Andrew Hastie on the SAS scandal
Ex-SAS soldier and current Liberal MP Andrew Hastie has penned an extraordinary column on the war crimes scandal enveloping Australia’s special forces.
Ex-SAS soldier and current Liberal MP Andrew Hastie has penned an extraordinary column on the war crimes scandal enveloping Australia’s special forces.
Hastie, writing in today's Australian, gives a rare insight into what happened and why:
First, we have forgotten basic truths about human nature that previous generations of Australians better understood. We live in a bent world. We all carry man’s smudge: people do bad things. Christians call it sin in a fallen world. Enlightenment thinkers like Immanuel Kant called it the “crooked timber” of humanity. Whatever name we give our condition, we should always guard against the reality of people doing bad things when they are left unaccountable.
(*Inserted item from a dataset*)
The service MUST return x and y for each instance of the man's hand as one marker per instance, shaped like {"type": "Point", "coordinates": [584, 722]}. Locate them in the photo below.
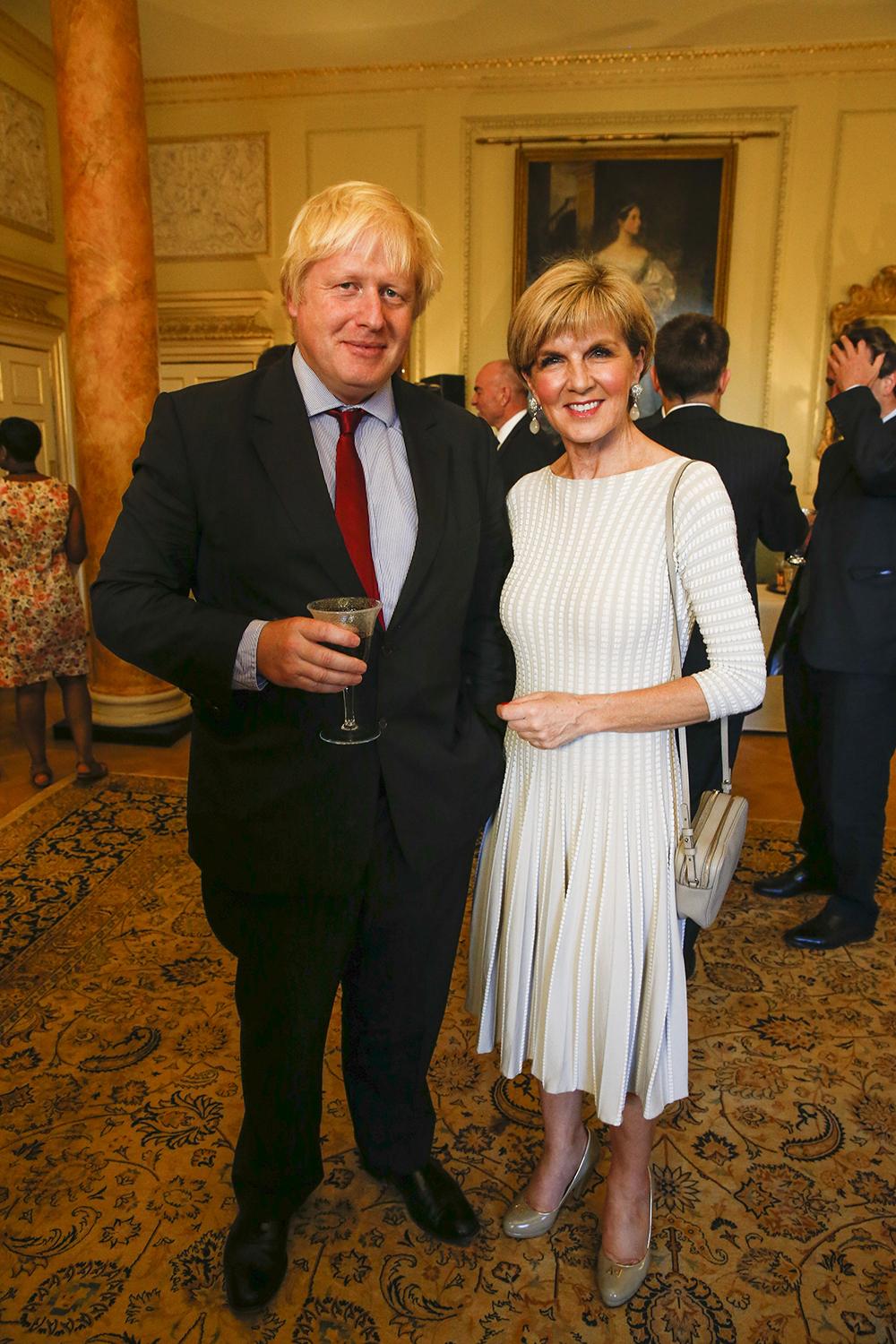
{"type": "Point", "coordinates": [849, 365]}
{"type": "Point", "coordinates": [546, 719]}
{"type": "Point", "coordinates": [295, 653]}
Second, we ignored the true nature of war and sanitised it. We pretended it was no different to any other form of unilateral government policy. But the reality is that war is inherently violent, escalatory and degrading. It is a modern conceit to pretend that war can be managed with a set of safe technocratic hands. The brutal reality is no plan ever survives the first shot. People lose their way and become hard of heart, especially after multiple deployments.
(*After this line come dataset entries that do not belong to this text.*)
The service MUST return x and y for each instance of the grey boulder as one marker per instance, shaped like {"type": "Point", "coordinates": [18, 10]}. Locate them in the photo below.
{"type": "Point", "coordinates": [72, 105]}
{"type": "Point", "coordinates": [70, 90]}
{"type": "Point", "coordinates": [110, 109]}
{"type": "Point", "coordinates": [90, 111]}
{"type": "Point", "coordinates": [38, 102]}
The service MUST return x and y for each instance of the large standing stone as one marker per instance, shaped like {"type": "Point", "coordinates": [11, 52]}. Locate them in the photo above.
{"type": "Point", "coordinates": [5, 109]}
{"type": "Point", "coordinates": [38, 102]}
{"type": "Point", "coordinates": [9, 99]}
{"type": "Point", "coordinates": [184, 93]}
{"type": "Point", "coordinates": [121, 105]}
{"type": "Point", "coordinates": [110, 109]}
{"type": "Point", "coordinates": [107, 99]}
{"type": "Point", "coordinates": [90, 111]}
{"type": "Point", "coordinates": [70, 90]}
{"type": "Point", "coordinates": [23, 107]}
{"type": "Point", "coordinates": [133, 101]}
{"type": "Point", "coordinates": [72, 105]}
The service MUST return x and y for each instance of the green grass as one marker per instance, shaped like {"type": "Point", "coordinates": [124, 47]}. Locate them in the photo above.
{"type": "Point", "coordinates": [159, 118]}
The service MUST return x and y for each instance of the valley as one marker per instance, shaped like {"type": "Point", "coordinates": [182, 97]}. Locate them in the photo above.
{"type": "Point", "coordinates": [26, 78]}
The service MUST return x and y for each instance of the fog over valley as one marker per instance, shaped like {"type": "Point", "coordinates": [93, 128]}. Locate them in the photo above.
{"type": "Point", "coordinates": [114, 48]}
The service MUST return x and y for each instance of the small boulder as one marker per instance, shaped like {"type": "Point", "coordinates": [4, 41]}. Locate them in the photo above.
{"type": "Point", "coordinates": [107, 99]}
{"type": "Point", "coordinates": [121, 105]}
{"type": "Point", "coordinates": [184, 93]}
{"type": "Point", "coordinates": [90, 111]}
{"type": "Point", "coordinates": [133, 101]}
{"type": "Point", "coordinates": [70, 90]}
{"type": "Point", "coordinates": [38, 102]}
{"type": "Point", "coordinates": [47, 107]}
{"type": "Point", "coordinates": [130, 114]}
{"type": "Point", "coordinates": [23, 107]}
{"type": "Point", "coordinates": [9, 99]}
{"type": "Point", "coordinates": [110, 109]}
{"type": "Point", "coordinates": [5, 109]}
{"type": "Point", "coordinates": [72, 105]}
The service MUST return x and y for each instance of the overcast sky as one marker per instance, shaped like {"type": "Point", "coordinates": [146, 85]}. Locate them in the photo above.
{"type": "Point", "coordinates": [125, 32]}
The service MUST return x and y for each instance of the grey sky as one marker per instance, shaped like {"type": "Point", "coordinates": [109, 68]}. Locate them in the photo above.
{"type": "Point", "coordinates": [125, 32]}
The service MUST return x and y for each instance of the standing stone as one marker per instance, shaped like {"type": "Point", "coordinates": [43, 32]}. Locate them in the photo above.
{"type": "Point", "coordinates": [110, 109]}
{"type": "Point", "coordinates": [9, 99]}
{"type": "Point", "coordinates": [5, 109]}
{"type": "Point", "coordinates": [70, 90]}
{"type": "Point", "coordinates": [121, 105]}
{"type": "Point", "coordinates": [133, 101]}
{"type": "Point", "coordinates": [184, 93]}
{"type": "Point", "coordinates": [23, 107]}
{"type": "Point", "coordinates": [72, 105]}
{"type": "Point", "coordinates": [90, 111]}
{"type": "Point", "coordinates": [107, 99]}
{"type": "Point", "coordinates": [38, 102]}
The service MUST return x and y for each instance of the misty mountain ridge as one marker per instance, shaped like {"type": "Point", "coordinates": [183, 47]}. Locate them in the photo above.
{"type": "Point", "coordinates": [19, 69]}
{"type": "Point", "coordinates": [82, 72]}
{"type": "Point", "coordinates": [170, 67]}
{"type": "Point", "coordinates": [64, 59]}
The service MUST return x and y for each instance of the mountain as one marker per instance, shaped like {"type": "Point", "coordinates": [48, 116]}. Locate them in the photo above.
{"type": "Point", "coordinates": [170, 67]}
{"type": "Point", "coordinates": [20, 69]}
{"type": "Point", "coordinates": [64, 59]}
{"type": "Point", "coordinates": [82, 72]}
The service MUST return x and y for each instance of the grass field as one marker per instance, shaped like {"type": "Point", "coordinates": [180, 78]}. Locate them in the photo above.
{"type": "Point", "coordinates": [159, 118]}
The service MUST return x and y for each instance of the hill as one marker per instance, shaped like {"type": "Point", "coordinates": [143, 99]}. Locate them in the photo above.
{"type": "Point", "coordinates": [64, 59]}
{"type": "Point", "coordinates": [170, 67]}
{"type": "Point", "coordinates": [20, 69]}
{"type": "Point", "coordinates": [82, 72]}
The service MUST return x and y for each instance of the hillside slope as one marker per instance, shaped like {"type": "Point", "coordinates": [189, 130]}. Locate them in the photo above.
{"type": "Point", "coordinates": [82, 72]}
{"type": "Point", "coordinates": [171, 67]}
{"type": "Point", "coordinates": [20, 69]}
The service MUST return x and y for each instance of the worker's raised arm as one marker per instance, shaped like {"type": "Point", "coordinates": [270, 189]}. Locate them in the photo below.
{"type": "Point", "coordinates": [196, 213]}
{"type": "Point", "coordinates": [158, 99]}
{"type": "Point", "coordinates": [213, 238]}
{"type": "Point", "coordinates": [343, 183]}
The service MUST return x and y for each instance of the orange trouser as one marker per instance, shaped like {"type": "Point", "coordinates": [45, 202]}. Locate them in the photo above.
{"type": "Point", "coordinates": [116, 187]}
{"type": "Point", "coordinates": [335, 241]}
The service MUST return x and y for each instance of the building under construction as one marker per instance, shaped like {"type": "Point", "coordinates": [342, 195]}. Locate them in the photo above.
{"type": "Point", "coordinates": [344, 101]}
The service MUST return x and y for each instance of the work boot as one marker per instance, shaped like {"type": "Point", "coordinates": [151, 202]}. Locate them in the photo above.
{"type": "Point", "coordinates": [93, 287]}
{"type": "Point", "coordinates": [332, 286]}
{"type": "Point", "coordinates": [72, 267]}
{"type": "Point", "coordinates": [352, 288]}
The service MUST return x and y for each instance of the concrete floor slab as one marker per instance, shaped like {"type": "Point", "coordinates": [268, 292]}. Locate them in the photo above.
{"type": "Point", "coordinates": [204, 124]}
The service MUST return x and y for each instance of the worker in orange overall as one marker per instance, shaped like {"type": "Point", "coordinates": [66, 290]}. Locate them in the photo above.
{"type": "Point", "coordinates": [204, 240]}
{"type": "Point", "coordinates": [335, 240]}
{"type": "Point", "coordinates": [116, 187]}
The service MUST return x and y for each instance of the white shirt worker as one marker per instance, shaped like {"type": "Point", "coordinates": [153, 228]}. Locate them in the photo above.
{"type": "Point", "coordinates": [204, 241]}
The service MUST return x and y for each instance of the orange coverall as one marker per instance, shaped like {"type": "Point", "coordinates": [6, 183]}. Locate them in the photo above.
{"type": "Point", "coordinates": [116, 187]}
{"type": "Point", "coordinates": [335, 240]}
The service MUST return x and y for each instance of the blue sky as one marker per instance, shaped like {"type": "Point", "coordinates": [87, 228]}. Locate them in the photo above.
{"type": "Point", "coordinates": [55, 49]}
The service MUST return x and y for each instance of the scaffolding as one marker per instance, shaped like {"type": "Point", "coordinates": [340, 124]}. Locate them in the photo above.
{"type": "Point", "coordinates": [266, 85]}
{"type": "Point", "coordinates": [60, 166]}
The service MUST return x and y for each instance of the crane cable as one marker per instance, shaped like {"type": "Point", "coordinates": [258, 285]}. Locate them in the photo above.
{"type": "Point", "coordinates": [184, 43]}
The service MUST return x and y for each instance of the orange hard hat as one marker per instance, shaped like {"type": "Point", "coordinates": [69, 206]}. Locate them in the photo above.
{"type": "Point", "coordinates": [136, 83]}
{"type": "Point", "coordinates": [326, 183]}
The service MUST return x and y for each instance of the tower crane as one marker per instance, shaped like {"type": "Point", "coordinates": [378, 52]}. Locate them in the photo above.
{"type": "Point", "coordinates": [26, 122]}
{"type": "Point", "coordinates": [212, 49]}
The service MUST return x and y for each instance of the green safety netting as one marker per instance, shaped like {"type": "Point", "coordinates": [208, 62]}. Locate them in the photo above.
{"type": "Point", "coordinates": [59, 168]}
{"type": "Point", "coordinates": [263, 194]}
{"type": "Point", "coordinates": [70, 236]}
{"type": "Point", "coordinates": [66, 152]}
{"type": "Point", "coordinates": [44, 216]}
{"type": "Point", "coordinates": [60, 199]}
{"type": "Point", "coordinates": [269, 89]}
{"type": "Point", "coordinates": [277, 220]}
The Australian Defence Force was very effective at sanitising our longest war with its legions of public affairs officers. The United Kingdom and the United States took a liberal approach, allowing reporters to see their soldiers at war. However, we stage-managed Australia’s contribution to the Afghanistan war through a carefully crafted information operation. This approach stifled public interest reporting. Perhaps with greater access for the Australian media, some of the events alleged by the Brereton Report might never have happened.
Third, parliamentary scrutiny of Defence is broken and needs fixing.
Hastie writes about his own experience, the necessity of the 'warrior culture' and the moral courage of those "who blew the whistle and repudiated the dark toxic personalities that have shamed the SASR in Afghanistan".